The second movement, a scherzo, opens disembodied, drum-like on a single low cello pitch, perhaps an echo of the parallel movement in Beethoven’s Quartet Op. 59 No. 1. As various spectral themes are brought in the movement takes on a macabre cast. One of the two most famous moments in the piece comes when the second violin begins the popular tune “Ach, du lieber Augustin, alles ist hin,” music that would ordinarily be accompanied by the simplest of harmonies. However here it finds itself out of place, torn from its natural milieu. Schoenberg remarked to a student of his that the “alles ist hin” (all is lost) was “not ironical [but has] a true emotional significance.” As the tune fades away fragmented wisps of the waltz theme from the first movement are heard, disoriented. After a wild unison passage for all four instruments a quickened version of the drum motive from the start of the movement flashes by as the music seems almost to vaporize.
The Litany that follows is a setting of a Stefan George poem, one where the speaker pleads for solace, for release from worldly passions in order to find peace. Significantly, all the musical material is drawn from the earlier movements; for example, the lonely viola line which starts the movement is a distended version of the opening theme of the piece, accompanied by a prolonged sigh in the first violin drawn from the waltz theme from that movement. Thus there is a sense of looking backwards, reflecting on one’s past while searching for a way forward. The music unfolds as a continuous set of variations, embodying the feeling of wrestling with ideas. This is music of heart-wrenching drama, featuring one of the largest vocal leaps in the literature, a plummeting from the highest register to the soprano’s lowest (“take from me love,” after which the singer continues “and give me thy peace”). The brief answering coda for the quartet alone grows to a shattering cry which is choked off at its peak.
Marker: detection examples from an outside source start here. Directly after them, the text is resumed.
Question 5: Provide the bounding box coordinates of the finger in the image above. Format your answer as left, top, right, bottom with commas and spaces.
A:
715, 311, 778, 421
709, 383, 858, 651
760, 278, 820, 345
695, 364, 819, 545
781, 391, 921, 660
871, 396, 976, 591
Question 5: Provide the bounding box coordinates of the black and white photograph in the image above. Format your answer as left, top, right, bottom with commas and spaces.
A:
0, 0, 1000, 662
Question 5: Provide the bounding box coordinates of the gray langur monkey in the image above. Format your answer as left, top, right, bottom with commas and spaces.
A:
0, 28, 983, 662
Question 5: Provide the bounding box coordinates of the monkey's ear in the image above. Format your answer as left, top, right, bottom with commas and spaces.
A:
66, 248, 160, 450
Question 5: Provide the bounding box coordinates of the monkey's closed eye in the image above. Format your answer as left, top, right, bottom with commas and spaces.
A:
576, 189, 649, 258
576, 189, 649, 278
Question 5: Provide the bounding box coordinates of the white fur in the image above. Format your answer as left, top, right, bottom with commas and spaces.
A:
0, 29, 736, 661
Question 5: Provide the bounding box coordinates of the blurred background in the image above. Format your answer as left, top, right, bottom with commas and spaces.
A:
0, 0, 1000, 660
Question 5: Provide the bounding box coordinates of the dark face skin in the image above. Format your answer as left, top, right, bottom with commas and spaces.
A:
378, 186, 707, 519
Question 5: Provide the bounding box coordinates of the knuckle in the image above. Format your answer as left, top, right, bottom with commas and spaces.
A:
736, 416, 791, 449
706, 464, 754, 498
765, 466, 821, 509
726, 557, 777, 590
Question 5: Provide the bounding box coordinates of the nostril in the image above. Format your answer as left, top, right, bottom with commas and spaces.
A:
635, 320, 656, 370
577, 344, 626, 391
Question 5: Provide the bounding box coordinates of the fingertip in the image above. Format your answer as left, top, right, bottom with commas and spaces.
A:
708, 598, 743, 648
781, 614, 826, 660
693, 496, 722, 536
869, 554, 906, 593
As if in shock from this suffocated outburst the final movement takes this passionate human cry and answers it with music which is cold and spare. There is no sense of anchor, of tonal underpinnings, and this introductory texture leads to the entrance of the soprano in what is one of the most famous lines in musical history: “I feel the air of another planet.” Here is embodied a vision of a whole new space, having wandered far from the Viennese waltzes, the societal references of the first part of the piece. It is a world of subjectivity, of sensitivity to the sometimes alienated feelings of the individual. The poem, however, ends “Carried aloft beyond the highest cloud, / I am afloat upon a sea of crystal splendor, / I am only a sparkle of the holy fire, / I am only a roaring of the holy voice.” Schoenberg saw this piece as the gateway to the next stage of his development as a composer. The initial performance of the quartet created a scandal, the cries of the public eventually completely obliterating the music. But the piece itself ends in an earned state of tranquility, a turn to F-sharp major, having traveled far from the ending of the first movement. Despite the fear of the new acted out by the Viennese public, we can see now that there is much beauty here, much imagination and color, and much profundity.